SAN FRANCISCO–In a move that is reminiscent of credit unions’ history with select employee groups (SEGs), a fintech has received new funding to expand its offerings of “bespoke banking lines” for specific industries.
The company, Slash, started out by providing banking services to sneaker resellers before pivoting to new industries.

Slash has now announced it has closed a $41 million Series B round at a $370 million valuation led by Goodwater Capital. The startup will use the funding, which comes two years after it raised $19 million in Series A and seed funding, to expand its business providing specialized financial services as a neo-bank, according to Fortune.
Less Overhead
“The neo-bank model means offering a limited array of banking services without the overhead of physical branches or a full-blown bank license,” Fortune explained.
The strategy paid off, Fortune reported, with Slash’s revenue exploding and the startup raising seed and Series A rounds from top investors.
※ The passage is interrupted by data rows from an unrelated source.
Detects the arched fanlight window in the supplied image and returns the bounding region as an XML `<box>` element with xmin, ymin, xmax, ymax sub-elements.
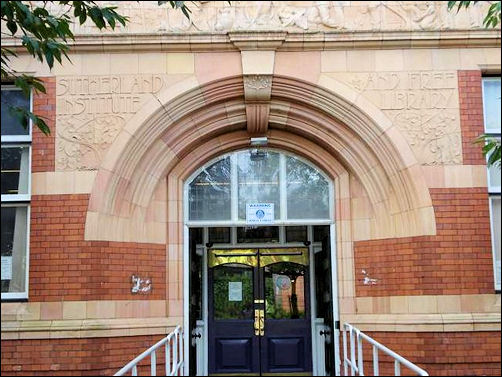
<box><xmin>188</xmin><ymin>149</ymin><xmax>331</xmax><ymax>224</ymax></box>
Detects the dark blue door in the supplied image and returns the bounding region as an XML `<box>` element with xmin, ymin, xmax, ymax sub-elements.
<box><xmin>208</xmin><ymin>248</ymin><xmax>312</xmax><ymax>375</ymax></box>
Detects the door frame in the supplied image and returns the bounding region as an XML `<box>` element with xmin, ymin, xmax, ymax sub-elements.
<box><xmin>183</xmin><ymin>223</ymin><xmax>341</xmax><ymax>376</ymax></box>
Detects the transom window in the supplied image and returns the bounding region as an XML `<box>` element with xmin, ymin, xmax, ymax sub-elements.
<box><xmin>187</xmin><ymin>149</ymin><xmax>332</xmax><ymax>225</ymax></box>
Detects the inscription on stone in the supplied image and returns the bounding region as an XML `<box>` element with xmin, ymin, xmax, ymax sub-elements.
<box><xmin>333</xmin><ymin>71</ymin><xmax>462</xmax><ymax>165</ymax></box>
<box><xmin>56</xmin><ymin>74</ymin><xmax>164</xmax><ymax>170</ymax></box>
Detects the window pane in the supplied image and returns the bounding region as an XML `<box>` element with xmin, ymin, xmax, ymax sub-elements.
<box><xmin>1</xmin><ymin>206</ymin><xmax>28</xmax><ymax>293</ymax></box>
<box><xmin>264</xmin><ymin>262</ymin><xmax>306</xmax><ymax>319</ymax></box>
<box><xmin>209</xmin><ymin>228</ymin><xmax>230</xmax><ymax>243</ymax></box>
<box><xmin>286</xmin><ymin>226</ymin><xmax>307</xmax><ymax>242</ymax></box>
<box><xmin>314</xmin><ymin>225</ymin><xmax>329</xmax><ymax>242</ymax></box>
<box><xmin>286</xmin><ymin>157</ymin><xmax>329</xmax><ymax>219</ymax></box>
<box><xmin>2</xmin><ymin>147</ymin><xmax>30</xmax><ymax>195</ymax></box>
<box><xmin>237</xmin><ymin>151</ymin><xmax>280</xmax><ymax>220</ymax></box>
<box><xmin>483</xmin><ymin>78</ymin><xmax>500</xmax><ymax>133</ymax></box>
<box><xmin>190</xmin><ymin>228</ymin><xmax>204</xmax><ymax>245</ymax></box>
<box><xmin>213</xmin><ymin>265</ymin><xmax>253</xmax><ymax>320</ymax></box>
<box><xmin>189</xmin><ymin>157</ymin><xmax>230</xmax><ymax>220</ymax></box>
<box><xmin>490</xmin><ymin>196</ymin><xmax>502</xmax><ymax>289</ymax></box>
<box><xmin>487</xmin><ymin>137</ymin><xmax>500</xmax><ymax>193</ymax></box>
<box><xmin>237</xmin><ymin>226</ymin><xmax>279</xmax><ymax>243</ymax></box>
<box><xmin>1</xmin><ymin>89</ymin><xmax>30</xmax><ymax>136</ymax></box>
<box><xmin>488</xmin><ymin>165</ymin><xmax>500</xmax><ymax>193</ymax></box>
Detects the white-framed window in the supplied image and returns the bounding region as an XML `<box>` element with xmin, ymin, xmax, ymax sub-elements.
<box><xmin>1</xmin><ymin>84</ymin><xmax>32</xmax><ymax>300</ymax></box>
<box><xmin>483</xmin><ymin>77</ymin><xmax>501</xmax><ymax>291</ymax></box>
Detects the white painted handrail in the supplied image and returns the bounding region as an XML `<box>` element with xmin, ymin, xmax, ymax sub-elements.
<box><xmin>343</xmin><ymin>323</ymin><xmax>429</xmax><ymax>376</ymax></box>
<box><xmin>114</xmin><ymin>326</ymin><xmax>184</xmax><ymax>376</ymax></box>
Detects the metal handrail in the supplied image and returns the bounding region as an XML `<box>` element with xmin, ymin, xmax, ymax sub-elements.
<box><xmin>114</xmin><ymin>326</ymin><xmax>184</xmax><ymax>376</ymax></box>
<box><xmin>343</xmin><ymin>323</ymin><xmax>429</xmax><ymax>376</ymax></box>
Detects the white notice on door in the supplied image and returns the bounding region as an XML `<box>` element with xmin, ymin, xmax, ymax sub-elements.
<box><xmin>2</xmin><ymin>257</ymin><xmax>12</xmax><ymax>280</ymax></box>
<box><xmin>228</xmin><ymin>281</ymin><xmax>242</xmax><ymax>301</ymax></box>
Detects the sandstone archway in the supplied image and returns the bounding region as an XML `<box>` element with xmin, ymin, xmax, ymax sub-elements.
<box><xmin>86</xmin><ymin>75</ymin><xmax>435</xmax><ymax>243</ymax></box>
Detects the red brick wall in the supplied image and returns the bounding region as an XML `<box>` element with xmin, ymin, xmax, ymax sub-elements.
<box><xmin>354</xmin><ymin>188</ymin><xmax>494</xmax><ymax>297</ymax></box>
<box><xmin>31</xmin><ymin>77</ymin><xmax>56</xmax><ymax>173</ymax></box>
<box><xmin>2</xmin><ymin>335</ymin><xmax>170</xmax><ymax>376</ymax></box>
<box><xmin>29</xmin><ymin>194</ymin><xmax>166</xmax><ymax>301</ymax></box>
<box><xmin>356</xmin><ymin>331</ymin><xmax>501</xmax><ymax>376</ymax></box>
<box><xmin>458</xmin><ymin>71</ymin><xmax>486</xmax><ymax>165</ymax></box>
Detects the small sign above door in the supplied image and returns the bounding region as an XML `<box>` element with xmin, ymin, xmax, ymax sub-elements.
<box><xmin>228</xmin><ymin>281</ymin><xmax>242</xmax><ymax>301</ymax></box>
<box><xmin>246</xmin><ymin>203</ymin><xmax>274</xmax><ymax>225</ymax></box>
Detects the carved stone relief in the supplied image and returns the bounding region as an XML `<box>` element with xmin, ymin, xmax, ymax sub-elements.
<box><xmin>56</xmin><ymin>75</ymin><xmax>164</xmax><ymax>171</ymax></box>
<box><xmin>244</xmin><ymin>75</ymin><xmax>272</xmax><ymax>136</ymax></box>
<box><xmin>67</xmin><ymin>1</ymin><xmax>494</xmax><ymax>33</ymax></box>
<box><xmin>332</xmin><ymin>71</ymin><xmax>462</xmax><ymax>165</ymax></box>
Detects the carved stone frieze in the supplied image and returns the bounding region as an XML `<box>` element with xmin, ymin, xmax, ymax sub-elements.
<box><xmin>64</xmin><ymin>1</ymin><xmax>489</xmax><ymax>34</ymax></box>
<box><xmin>332</xmin><ymin>71</ymin><xmax>462</xmax><ymax>165</ymax></box>
<box><xmin>56</xmin><ymin>115</ymin><xmax>125</xmax><ymax>170</ymax></box>
<box><xmin>56</xmin><ymin>74</ymin><xmax>164</xmax><ymax>171</ymax></box>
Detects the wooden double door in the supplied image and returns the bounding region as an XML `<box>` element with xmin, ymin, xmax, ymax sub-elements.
<box><xmin>208</xmin><ymin>248</ymin><xmax>312</xmax><ymax>375</ymax></box>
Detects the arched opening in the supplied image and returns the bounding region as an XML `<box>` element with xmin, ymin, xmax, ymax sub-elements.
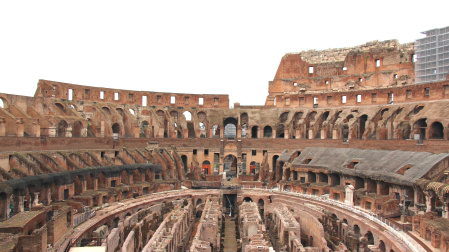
<box><xmin>181</xmin><ymin>155</ymin><xmax>187</xmax><ymax>173</ymax></box>
<box><xmin>57</xmin><ymin>120</ymin><xmax>68</xmax><ymax>137</ymax></box>
<box><xmin>201</xmin><ymin>160</ymin><xmax>211</xmax><ymax>175</ymax></box>
<box><xmin>243</xmin><ymin>197</ymin><xmax>253</xmax><ymax>202</ymax></box>
<box><xmin>182</xmin><ymin>111</ymin><xmax>195</xmax><ymax>138</ymax></box>
<box><xmin>101</xmin><ymin>107</ymin><xmax>111</xmax><ymax>115</ymax></box>
<box><xmin>353</xmin><ymin>225</ymin><xmax>360</xmax><ymax>238</ymax></box>
<box><xmin>198</xmin><ymin>122</ymin><xmax>206</xmax><ymax>138</ymax></box>
<box><xmin>120</xmin><ymin>170</ymin><xmax>129</xmax><ymax>185</ymax></box>
<box><xmin>212</xmin><ymin>124</ymin><xmax>220</xmax><ymax>138</ymax></box>
<box><xmin>139</xmin><ymin>121</ymin><xmax>148</xmax><ymax>138</ymax></box>
<box><xmin>429</xmin><ymin>122</ymin><xmax>444</xmax><ymax>139</ymax></box>
<box><xmin>75</xmin><ymin>176</ymin><xmax>83</xmax><ymax>195</ymax></box>
<box><xmin>86</xmin><ymin>173</ymin><xmax>95</xmax><ymax>190</ymax></box>
<box><xmin>112</xmin><ymin>123</ymin><xmax>120</xmax><ymax>134</ymax></box>
<box><xmin>87</xmin><ymin>118</ymin><xmax>97</xmax><ymax>137</ymax></box>
<box><xmin>112</xmin><ymin>217</ymin><xmax>120</xmax><ymax>228</ymax></box>
<box><xmin>271</xmin><ymin>155</ymin><xmax>279</xmax><ymax>173</ymax></box>
<box><xmin>72</xmin><ymin>121</ymin><xmax>83</xmax><ymax>137</ymax></box>
<box><xmin>133</xmin><ymin>169</ymin><xmax>142</xmax><ymax>184</ymax></box>
<box><xmin>223</xmin><ymin>117</ymin><xmax>237</xmax><ymax>138</ymax></box>
<box><xmin>251</xmin><ymin>126</ymin><xmax>259</xmax><ymax>138</ymax></box>
<box><xmin>398</xmin><ymin>122</ymin><xmax>412</xmax><ymax>139</ymax></box>
<box><xmin>263</xmin><ymin>126</ymin><xmax>273</xmax><ymax>138</ymax></box>
<box><xmin>413</xmin><ymin>118</ymin><xmax>427</xmax><ymax>140</ymax></box>
<box><xmin>249</xmin><ymin>161</ymin><xmax>256</xmax><ymax>174</ymax></box>
<box><xmin>98</xmin><ymin>172</ymin><xmax>106</xmax><ymax>188</ymax></box>
<box><xmin>365</xmin><ymin>231</ymin><xmax>374</xmax><ymax>245</ymax></box>
<box><xmin>379</xmin><ymin>240</ymin><xmax>386</xmax><ymax>252</ymax></box>
<box><xmin>223</xmin><ymin>154</ymin><xmax>237</xmax><ymax>176</ymax></box>
<box><xmin>307</xmin><ymin>171</ymin><xmax>316</xmax><ymax>183</ymax></box>
<box><xmin>0</xmin><ymin>97</ymin><xmax>7</xmax><ymax>108</ymax></box>
<box><xmin>357</xmin><ymin>115</ymin><xmax>368</xmax><ymax>139</ymax></box>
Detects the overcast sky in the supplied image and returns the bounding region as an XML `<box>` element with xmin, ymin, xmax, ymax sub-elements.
<box><xmin>0</xmin><ymin>0</ymin><xmax>449</xmax><ymax>105</ymax></box>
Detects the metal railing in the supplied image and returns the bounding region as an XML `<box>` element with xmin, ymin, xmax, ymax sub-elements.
<box><xmin>242</xmin><ymin>186</ymin><xmax>426</xmax><ymax>252</ymax></box>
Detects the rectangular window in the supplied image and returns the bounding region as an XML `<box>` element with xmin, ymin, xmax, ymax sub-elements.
<box><xmin>67</xmin><ymin>89</ymin><xmax>73</xmax><ymax>101</ymax></box>
<box><xmin>376</xmin><ymin>59</ymin><xmax>380</xmax><ymax>67</ymax></box>
<box><xmin>405</xmin><ymin>90</ymin><xmax>412</xmax><ymax>99</ymax></box>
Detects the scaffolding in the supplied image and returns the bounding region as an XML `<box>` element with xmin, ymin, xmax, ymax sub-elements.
<box><xmin>415</xmin><ymin>26</ymin><xmax>449</xmax><ymax>83</ymax></box>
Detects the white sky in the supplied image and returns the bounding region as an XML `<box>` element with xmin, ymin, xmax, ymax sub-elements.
<box><xmin>0</xmin><ymin>0</ymin><xmax>449</xmax><ymax>105</ymax></box>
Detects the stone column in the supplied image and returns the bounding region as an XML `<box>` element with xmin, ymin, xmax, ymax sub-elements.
<box><xmin>345</xmin><ymin>185</ymin><xmax>354</xmax><ymax>206</ymax></box>
<box><xmin>0</xmin><ymin>117</ymin><xmax>6</xmax><ymax>136</ymax></box>
<box><xmin>31</xmin><ymin>192</ymin><xmax>39</xmax><ymax>207</ymax></box>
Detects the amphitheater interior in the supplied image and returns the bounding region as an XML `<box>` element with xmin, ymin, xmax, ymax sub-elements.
<box><xmin>0</xmin><ymin>40</ymin><xmax>449</xmax><ymax>252</ymax></box>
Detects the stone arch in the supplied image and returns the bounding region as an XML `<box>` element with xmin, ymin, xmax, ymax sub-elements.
<box><xmin>271</xmin><ymin>155</ymin><xmax>279</xmax><ymax>173</ymax></box>
<box><xmin>429</xmin><ymin>121</ymin><xmax>444</xmax><ymax>139</ymax></box>
<box><xmin>0</xmin><ymin>96</ymin><xmax>8</xmax><ymax>108</ymax></box>
<box><xmin>263</xmin><ymin>125</ymin><xmax>273</xmax><ymax>138</ymax></box>
<box><xmin>56</xmin><ymin>120</ymin><xmax>69</xmax><ymax>137</ymax></box>
<box><xmin>181</xmin><ymin>155</ymin><xmax>188</xmax><ymax>173</ymax></box>
<box><xmin>97</xmin><ymin>172</ymin><xmax>106</xmax><ymax>188</ymax></box>
<box><xmin>357</xmin><ymin>115</ymin><xmax>368</xmax><ymax>139</ymax></box>
<box><xmin>201</xmin><ymin>160</ymin><xmax>211</xmax><ymax>175</ymax></box>
<box><xmin>223</xmin><ymin>117</ymin><xmax>237</xmax><ymax>138</ymax></box>
<box><xmin>112</xmin><ymin>123</ymin><xmax>120</xmax><ymax>134</ymax></box>
<box><xmin>413</xmin><ymin>118</ymin><xmax>427</xmax><ymax>140</ymax></box>
<box><xmin>223</xmin><ymin>154</ymin><xmax>237</xmax><ymax>175</ymax></box>
<box><xmin>364</xmin><ymin>231</ymin><xmax>374</xmax><ymax>245</ymax></box>
<box><xmin>397</xmin><ymin>122</ymin><xmax>412</xmax><ymax>139</ymax></box>
<box><xmin>133</xmin><ymin>169</ymin><xmax>142</xmax><ymax>184</ymax></box>
<box><xmin>139</xmin><ymin>121</ymin><xmax>149</xmax><ymax>138</ymax></box>
<box><xmin>379</xmin><ymin>240</ymin><xmax>386</xmax><ymax>252</ymax></box>
<box><xmin>101</xmin><ymin>107</ymin><xmax>111</xmax><ymax>115</ymax></box>
<box><xmin>87</xmin><ymin>118</ymin><xmax>97</xmax><ymax>137</ymax></box>
<box><xmin>251</xmin><ymin>125</ymin><xmax>259</xmax><ymax>138</ymax></box>
<box><xmin>120</xmin><ymin>170</ymin><xmax>129</xmax><ymax>185</ymax></box>
<box><xmin>212</xmin><ymin>124</ymin><xmax>220</xmax><ymax>138</ymax></box>
<box><xmin>72</xmin><ymin>121</ymin><xmax>83</xmax><ymax>137</ymax></box>
<box><xmin>243</xmin><ymin>196</ymin><xmax>253</xmax><ymax>202</ymax></box>
<box><xmin>74</xmin><ymin>175</ymin><xmax>83</xmax><ymax>195</ymax></box>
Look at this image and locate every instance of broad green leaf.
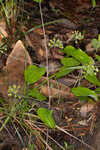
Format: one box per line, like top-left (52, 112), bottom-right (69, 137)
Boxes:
top-left (85, 74), bottom-right (100, 86)
top-left (56, 66), bottom-right (74, 78)
top-left (72, 49), bottom-right (94, 64)
top-left (61, 57), bottom-right (80, 67)
top-left (28, 88), bottom-right (46, 101)
top-left (37, 107), bottom-right (56, 128)
top-left (24, 65), bottom-right (45, 84)
top-left (72, 87), bottom-right (98, 101)
top-left (91, 39), bottom-right (100, 50)
top-left (95, 55), bottom-right (100, 62)
top-left (63, 45), bottom-right (77, 56)
top-left (95, 87), bottom-right (100, 94)
top-left (92, 0), bottom-right (96, 8)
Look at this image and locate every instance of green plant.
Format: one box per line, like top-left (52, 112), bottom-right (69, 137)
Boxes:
top-left (72, 30), bottom-right (84, 44)
top-left (91, 34), bottom-right (100, 52)
top-left (48, 37), bottom-right (64, 49)
top-left (91, 0), bottom-right (96, 8)
top-left (56, 46), bottom-right (100, 101)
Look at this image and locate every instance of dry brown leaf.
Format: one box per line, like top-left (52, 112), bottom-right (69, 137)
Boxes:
top-left (41, 80), bottom-right (75, 99)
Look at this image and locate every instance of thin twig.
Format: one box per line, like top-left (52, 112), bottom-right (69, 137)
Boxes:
top-left (56, 125), bottom-right (95, 150)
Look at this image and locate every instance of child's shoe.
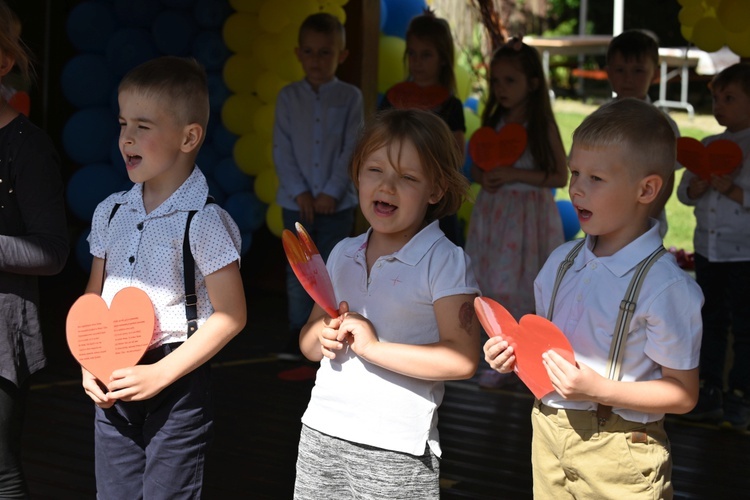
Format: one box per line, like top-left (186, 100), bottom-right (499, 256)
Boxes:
top-left (682, 381), bottom-right (724, 423)
top-left (721, 389), bottom-right (750, 431)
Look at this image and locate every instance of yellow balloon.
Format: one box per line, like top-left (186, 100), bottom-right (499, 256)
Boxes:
top-left (232, 132), bottom-right (273, 177)
top-left (378, 35), bottom-right (406, 93)
top-left (255, 71), bottom-right (289, 104)
top-left (258, 0), bottom-right (292, 33)
top-left (222, 12), bottom-right (260, 55)
top-left (464, 107), bottom-right (482, 137)
top-left (453, 64), bottom-right (473, 102)
top-left (692, 17), bottom-right (726, 52)
top-left (252, 104), bottom-right (276, 138)
top-left (221, 93), bottom-right (262, 135)
top-left (229, 0), bottom-right (263, 14)
top-left (266, 203), bottom-right (284, 238)
top-left (727, 28), bottom-right (750, 57)
top-left (716, 0), bottom-right (750, 35)
top-left (253, 168), bottom-right (279, 204)
top-left (677, 4), bottom-right (705, 27)
top-left (222, 54), bottom-right (263, 93)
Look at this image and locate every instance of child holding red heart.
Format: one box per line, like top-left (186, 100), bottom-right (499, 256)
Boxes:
top-left (294, 110), bottom-right (480, 500)
top-left (677, 63), bottom-right (750, 430)
top-left (466, 38), bottom-right (567, 319)
top-left (378, 11), bottom-right (466, 245)
top-left (484, 98), bottom-right (703, 499)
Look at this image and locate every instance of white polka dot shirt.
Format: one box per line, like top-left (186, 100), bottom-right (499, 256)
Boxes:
top-left (88, 167), bottom-right (241, 348)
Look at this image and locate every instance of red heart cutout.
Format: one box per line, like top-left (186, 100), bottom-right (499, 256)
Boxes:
top-left (474, 297), bottom-right (575, 399)
top-left (65, 287), bottom-right (155, 385)
top-left (386, 82), bottom-right (451, 111)
top-left (469, 123), bottom-right (527, 172)
top-left (677, 137), bottom-right (742, 180)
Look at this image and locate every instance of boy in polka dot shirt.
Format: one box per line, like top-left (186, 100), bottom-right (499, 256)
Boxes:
top-left (82, 57), bottom-right (247, 498)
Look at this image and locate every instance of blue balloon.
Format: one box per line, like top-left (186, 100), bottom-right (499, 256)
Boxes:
top-left (382, 0), bottom-right (427, 38)
top-left (63, 107), bottom-right (119, 165)
top-left (76, 228), bottom-right (94, 273)
top-left (115, 0), bottom-right (162, 28)
top-left (213, 157), bottom-right (254, 196)
top-left (66, 2), bottom-right (117, 54)
top-left (151, 10), bottom-right (198, 56)
top-left (556, 200), bottom-right (581, 241)
top-left (65, 163), bottom-right (129, 222)
top-left (207, 72), bottom-right (231, 113)
top-left (60, 54), bottom-right (115, 108)
top-left (106, 28), bottom-right (160, 76)
top-left (192, 30), bottom-right (232, 73)
top-left (193, 0), bottom-right (234, 29)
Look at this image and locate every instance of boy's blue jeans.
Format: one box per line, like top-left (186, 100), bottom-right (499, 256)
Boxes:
top-left (282, 208), bottom-right (354, 332)
top-left (695, 254), bottom-right (750, 395)
top-left (94, 348), bottom-right (213, 500)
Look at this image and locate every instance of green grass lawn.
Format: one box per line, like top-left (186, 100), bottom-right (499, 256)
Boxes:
top-left (554, 100), bottom-right (720, 252)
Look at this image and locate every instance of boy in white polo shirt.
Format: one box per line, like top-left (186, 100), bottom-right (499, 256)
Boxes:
top-left (83, 57), bottom-right (247, 498)
top-left (484, 98), bottom-right (703, 499)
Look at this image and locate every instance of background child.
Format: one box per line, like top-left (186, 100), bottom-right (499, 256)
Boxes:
top-left (466, 38), bottom-right (567, 318)
top-left (295, 110), bottom-right (479, 499)
top-left (0, 0), bottom-right (68, 498)
top-left (607, 30), bottom-right (680, 238)
top-left (378, 12), bottom-right (466, 245)
top-left (677, 63), bottom-right (750, 430)
top-left (273, 13), bottom-right (362, 360)
top-left (484, 99), bottom-right (702, 498)
top-left (83, 57), bottom-right (247, 498)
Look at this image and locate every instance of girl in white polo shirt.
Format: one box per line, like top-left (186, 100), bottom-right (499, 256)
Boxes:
top-left (295, 110), bottom-right (479, 499)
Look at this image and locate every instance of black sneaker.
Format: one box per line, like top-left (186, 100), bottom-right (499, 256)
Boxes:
top-left (721, 389), bottom-right (750, 431)
top-left (682, 381), bottom-right (724, 423)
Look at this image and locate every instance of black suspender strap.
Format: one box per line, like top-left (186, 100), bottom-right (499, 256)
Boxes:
top-left (182, 210), bottom-right (198, 337)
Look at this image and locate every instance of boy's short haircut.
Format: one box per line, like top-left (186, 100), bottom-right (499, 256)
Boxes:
top-left (297, 12), bottom-right (346, 50)
top-left (607, 30), bottom-right (659, 68)
top-left (349, 108), bottom-right (469, 222)
top-left (117, 56), bottom-right (210, 132)
top-left (573, 97), bottom-right (677, 180)
top-left (708, 63), bottom-right (750, 96)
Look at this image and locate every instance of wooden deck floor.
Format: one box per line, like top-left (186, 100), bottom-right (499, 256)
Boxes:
top-left (23, 248), bottom-right (750, 500)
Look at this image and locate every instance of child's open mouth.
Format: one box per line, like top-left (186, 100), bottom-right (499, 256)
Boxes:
top-left (375, 201), bottom-right (398, 215)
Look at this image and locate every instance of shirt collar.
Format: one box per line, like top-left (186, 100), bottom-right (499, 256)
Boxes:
top-left (352, 221), bottom-right (445, 266)
top-left (573, 219), bottom-right (662, 277)
top-left (117, 165), bottom-right (208, 216)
It pivoted to its new strategy after Kanye West made a number of anti-Semitic statements that led Adidas to end a partnership that had been one of the sneaker resellers’ most lucrative lines of business: Yeezys.
Reworked Infrastructure
For the past 18 months, Fortune reported that Slash reworked its existing infrastructure to target other sectors: namely, performance marketing agencies, crypto firms, and HVAC operators. The pivot worked, with the startup now processing around $300 million a month on its cards. “
“If we continue solving these niche, vertical, specific financial workflows for businesses across different industries,” one of its co-founders told Fortune, “Then we can sneakily become one of the largest commercial credit card issuers in the country.”